00:19:40: So I think for for some time being even though you know the AI makers will have you believe otherwise I would say I don't think that that this is gonna be working perfectly or even close to to perfectly for a long time.
00:19:56: This has been a very, very interesting chat.
00:19:59: I wish we could do this longer, but unfortunately our time is running a bit short.
00:20:03: Do you have any closing remarks or anything that you would like to add?
00:20:07: Well, other than thank you very much and Erwin, what you have just said, this has been a very interesting and fascinating conversation.
00:20:16: So many thanks.
00:20:17: Just one point that we didn't discuss, Rafael.
00:20:20: It's related to how to handle genetic data because we are somehow receiving a huge amount of data in terms of genetics.
00:20:31: Exome sequencing is almost common practice nowadays everywhere in the world.
00:20:37: So the prices have come down and so on.
00:20:39: And how to?
00:20:40: really, it's impossible, at least for me, I cannot handle all.
00:20:45: these pieces of information.
00:20:46: So that's a very useful, really a way of handling AI.

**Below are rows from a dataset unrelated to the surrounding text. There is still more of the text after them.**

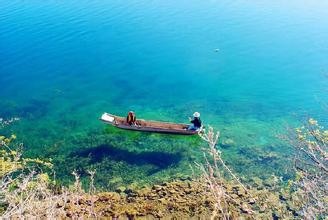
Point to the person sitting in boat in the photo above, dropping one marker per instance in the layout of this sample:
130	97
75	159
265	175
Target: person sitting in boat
196	122
131	118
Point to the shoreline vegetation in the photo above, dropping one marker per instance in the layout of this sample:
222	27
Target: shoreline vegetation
29	189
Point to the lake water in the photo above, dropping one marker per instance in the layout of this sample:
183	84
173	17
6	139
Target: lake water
64	63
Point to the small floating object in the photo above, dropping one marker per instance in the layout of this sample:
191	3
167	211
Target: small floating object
149	126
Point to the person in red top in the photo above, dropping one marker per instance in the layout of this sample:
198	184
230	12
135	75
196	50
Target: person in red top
131	118
196	122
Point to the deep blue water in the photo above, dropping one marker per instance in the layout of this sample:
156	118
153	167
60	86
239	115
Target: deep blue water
63	63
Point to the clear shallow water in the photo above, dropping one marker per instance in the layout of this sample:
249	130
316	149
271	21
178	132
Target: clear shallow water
64	63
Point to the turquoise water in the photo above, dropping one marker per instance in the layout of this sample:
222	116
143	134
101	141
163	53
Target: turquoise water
62	64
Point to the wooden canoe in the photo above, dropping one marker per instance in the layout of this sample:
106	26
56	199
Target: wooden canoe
150	126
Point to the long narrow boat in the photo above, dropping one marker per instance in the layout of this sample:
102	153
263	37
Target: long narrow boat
150	126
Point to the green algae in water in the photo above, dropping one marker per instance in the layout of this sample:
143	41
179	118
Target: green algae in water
62	69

00:20:52: So it has helped me really a lot in defining this VOOS variant of unknown significance, if they are really relevant to my patient or not.
00:21:02: But other than that, I just would like really to thank you very much and also EAN for this kind of invitation.

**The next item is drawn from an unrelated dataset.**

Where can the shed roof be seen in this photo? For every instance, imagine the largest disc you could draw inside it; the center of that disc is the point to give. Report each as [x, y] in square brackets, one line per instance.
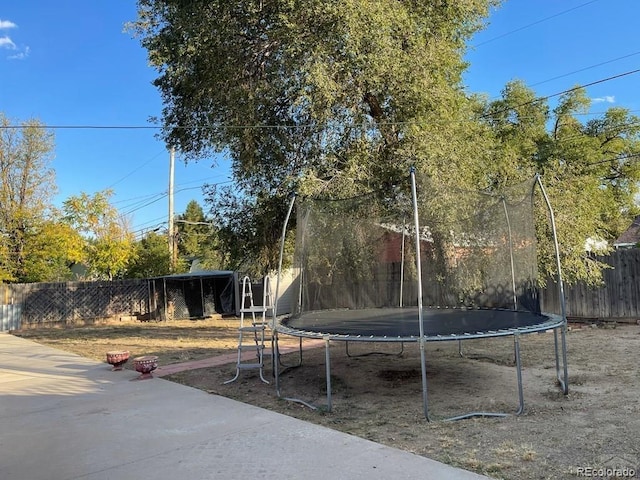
[631, 236]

00:21:12: It is now for me to thank you.
00:21:15: for sparing your time on this early morning for this very interesting talks.
00:21:18: There's two final things that I would like to add.
00:21:21: First, since we're talking about the application of AI in a clinical context, I would just like to give the general disclaimer that you should never enter identifiable patient information into any of these tools because this is the same thing as sharing this on the internet basically.
00:21:37: Everything you put in will be used to train models in future and could potentially be retrieved.
00:21:43: So do not do that.
00:21:44: It is against almost any data protection laws, no matter where you work.
00:21:49: And second of all, I want to remind our audience that we are reopening the House Courses Survey on Artificial Intelligence.
00:21:56: Some of you might have already gotten that through the newsletter.
00:21:58: We're very interested in finding out about your use cases, your views on artificial intelligence, and we would very much welcome your participation in that.
00:22:08: With this, once again, thank you very much for joining me today.
00:22:12: And I wish you a pleasant day.
00:22:21: This has been EANcast Weekly Neurology.